JAKARTA, GRESNEWS.COM - Pengadilan Tindak Pidana Korupsi (Tipikor), Jakarta menghukum anggota DPR Komisi VII Dewi Yasin Limpo beserta stafnya, Bambang Wahyu Hadi dengan pidana penjara masing-masing enam tahun dan denda Rp200 juta subsider tiga bulan kurungan. Keduanya terbukti secara sah dan meyakinkan melakukan tindak pidana korupsi dalam kasus suap terkait pembangunan pembangkit tenaga listrik di Deiyai, Papua.

Keduanya terbukti mendapatkan uang dari seorang pengusaha bernama Setiadi Jusuf bersama dengan Kepala Dinas Pertambangan Deiyai, Irenius Adii. "Mengadili, menyatakan Dewie Yasin Limpo dan Bambang Wahyu Hadi terbukti melakukan korupsi secara bersama-sama sebagaimana dakwaan pertama," ujar Ketua Majelis Hakim Mas´ud di Pengadilan Tipikor, Senin (13/6).

Dalam memberikan hukuman ada beberapa pertimbangan yang diambil majelis. Untuk meringankan, Dewi dan Bambang belum pernah dihukum dan juga masih mempunyai tanggungan keluarga. "Perbuatan terdakwa bertentangan dengan program pemerintah dalam pemberantasan korupsi," ujar Hakim Mas´ud.

Hukuman ini lebih rendah dari tuntutan Jaksa KPK yang meminta Dewi dan Bambang dihukum selama 9 tahun dan denda Rp600 juta subsider 3 bulan. Mereka menerima uang suap sebesar Sin$177.700 untuk memuluskan proyek pembangunan listrik di Deiyai.

Atas perbuatan tersebut keduanya terbukti bersalah melanggar Pasal 12 huruf a Undang-Undang Nomor 31 Tahun 1999 sebagaimana diubah dalam Undang-Undang Nomor 20 Tahun 2001 tentang Pemberantasan Tindak Pidana Korupsi jo Pasal 55 Ayat (1) ke-1 KUHP.

HAK POLITIK TAK DICABUT - Namun tidak semua permintaan penuntut umum disetujui majelis. Dalam tuntutannya, jaksa juga meminta agar hak politik untuk dipilih dan memilih Dewi Yasin Limpo agar dicabut. Tetapi majelis berpendapat lain dan tidak menyetujui permintaan itu.

"Majelis Hakim tidak sependapat dengan pendapat Jaksa Penuntut Umum.
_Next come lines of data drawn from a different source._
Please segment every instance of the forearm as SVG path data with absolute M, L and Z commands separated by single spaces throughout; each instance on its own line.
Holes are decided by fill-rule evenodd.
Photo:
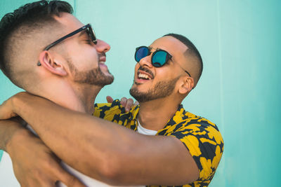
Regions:
M 0 149 L 7 151 L 7 145 L 16 132 L 25 130 L 18 122 L 0 120 Z
M 118 125 L 66 109 L 38 97 L 15 99 L 14 105 L 17 109 L 15 112 L 33 127 L 60 158 L 102 181 L 106 181 L 103 176 L 113 167 L 109 165 L 111 157 L 124 151 L 122 145 L 129 146 L 129 141 L 132 139 L 128 139 L 127 134 L 136 134 Z M 127 139 L 122 140 L 120 137 Z
M 174 137 L 139 134 L 38 97 L 15 104 L 15 112 L 60 158 L 93 178 L 115 185 L 190 181 L 192 158 Z

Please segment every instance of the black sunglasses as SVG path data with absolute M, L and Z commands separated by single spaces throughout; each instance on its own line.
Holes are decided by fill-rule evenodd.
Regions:
M 96 37 L 96 34 L 95 32 L 93 31 L 93 29 L 92 29 L 92 27 L 91 26 L 91 24 L 87 24 L 84 26 L 83 26 L 82 27 L 65 35 L 65 36 L 59 39 L 58 40 L 53 42 L 52 43 L 51 43 L 50 45 L 48 45 L 48 46 L 46 46 L 44 50 L 49 50 L 51 47 L 53 47 L 55 45 L 59 43 L 60 42 L 63 41 L 63 40 L 72 36 L 73 35 L 82 32 L 84 30 L 86 30 L 87 34 L 89 34 L 89 36 L 90 36 L 91 40 L 93 42 L 93 43 L 97 44 L 97 39 Z
M 150 55 L 151 49 L 152 48 L 149 48 L 146 46 L 140 46 L 136 48 L 135 53 L 135 60 L 137 62 L 140 62 L 142 58 L 147 57 Z M 171 55 L 168 52 L 162 49 L 156 49 L 156 50 L 152 53 L 151 56 L 151 63 L 152 66 L 155 67 L 161 67 L 164 66 L 169 60 L 171 60 L 172 55 Z M 174 61 L 173 61 L 174 62 Z M 178 63 L 178 66 L 187 73 L 190 77 L 190 74 L 184 69 Z

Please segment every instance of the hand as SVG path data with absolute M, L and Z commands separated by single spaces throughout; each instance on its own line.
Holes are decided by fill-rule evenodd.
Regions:
M 113 102 L 113 99 L 110 96 L 107 96 L 106 100 L 109 103 L 112 103 Z M 132 108 L 133 106 L 139 104 L 137 101 L 136 101 L 135 103 L 133 103 L 133 99 L 131 99 L 131 98 L 127 99 L 125 97 L 121 98 L 120 103 L 123 106 L 125 106 L 125 111 L 126 112 L 129 111 L 131 108 Z
M 85 187 L 60 167 L 60 160 L 40 139 L 25 129 L 13 135 L 6 151 L 22 187 L 55 186 L 58 181 L 67 186 Z

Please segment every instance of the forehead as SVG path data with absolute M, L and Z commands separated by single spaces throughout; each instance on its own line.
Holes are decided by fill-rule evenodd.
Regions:
M 150 46 L 166 50 L 173 57 L 183 55 L 188 49 L 188 47 L 179 40 L 170 36 L 163 36 L 155 40 Z

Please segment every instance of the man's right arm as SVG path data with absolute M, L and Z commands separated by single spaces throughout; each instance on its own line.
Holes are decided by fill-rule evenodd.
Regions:
M 22 187 L 54 186 L 57 181 L 67 186 L 84 186 L 60 167 L 59 159 L 40 139 L 17 121 L 0 120 L 0 149 L 9 154 Z

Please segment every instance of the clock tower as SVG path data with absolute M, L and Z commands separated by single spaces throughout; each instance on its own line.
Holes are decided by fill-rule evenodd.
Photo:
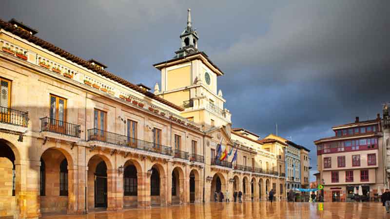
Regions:
M 181 115 L 203 125 L 204 130 L 231 126 L 226 100 L 217 91 L 217 78 L 224 73 L 203 52 L 198 50 L 199 36 L 192 26 L 188 9 L 187 26 L 180 35 L 181 46 L 174 57 L 153 66 L 161 74 L 161 87 L 155 94 L 182 107 Z M 159 88 L 161 88 L 161 89 Z

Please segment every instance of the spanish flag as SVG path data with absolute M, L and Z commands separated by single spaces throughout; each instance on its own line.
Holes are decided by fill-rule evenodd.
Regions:
M 225 147 L 225 150 L 223 150 L 222 154 L 221 155 L 221 157 L 219 158 L 220 161 L 223 161 L 224 160 L 226 159 L 226 157 L 228 156 L 227 147 L 227 146 Z

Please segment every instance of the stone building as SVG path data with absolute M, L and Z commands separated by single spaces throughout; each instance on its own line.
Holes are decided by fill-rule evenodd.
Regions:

Maka, pencabutan hak politik sepatutnya untuk ditolak," ujar anggota majelis Hakim Siti.

Menurut majelis, pencabutan hak politik mempunyai peraturan perundang-undangan tersendiri dan selain itu mereka menilai bahwa masyarakat saat ini sudah cukup cerdas dalam memilih seseorang menjadi wakilnya. Oleh karena itu, pencabutan hak politik dianggap tidak perlu diputuskan majelis.

Usai sidang, Dewi masih terus membantah keterlibatannya dan meminta uang pengamanan dalam proyek pembangunan pembangkit listrik di Kabupaten Deiyai meskipun sudah terbukti dalam proses persidangan. Ia kembali menyalahkan staf lainnya, Rinelda Bandaso yang melakukan perjanjian dengan pengusaha yang bernama Setiadi Jusuf.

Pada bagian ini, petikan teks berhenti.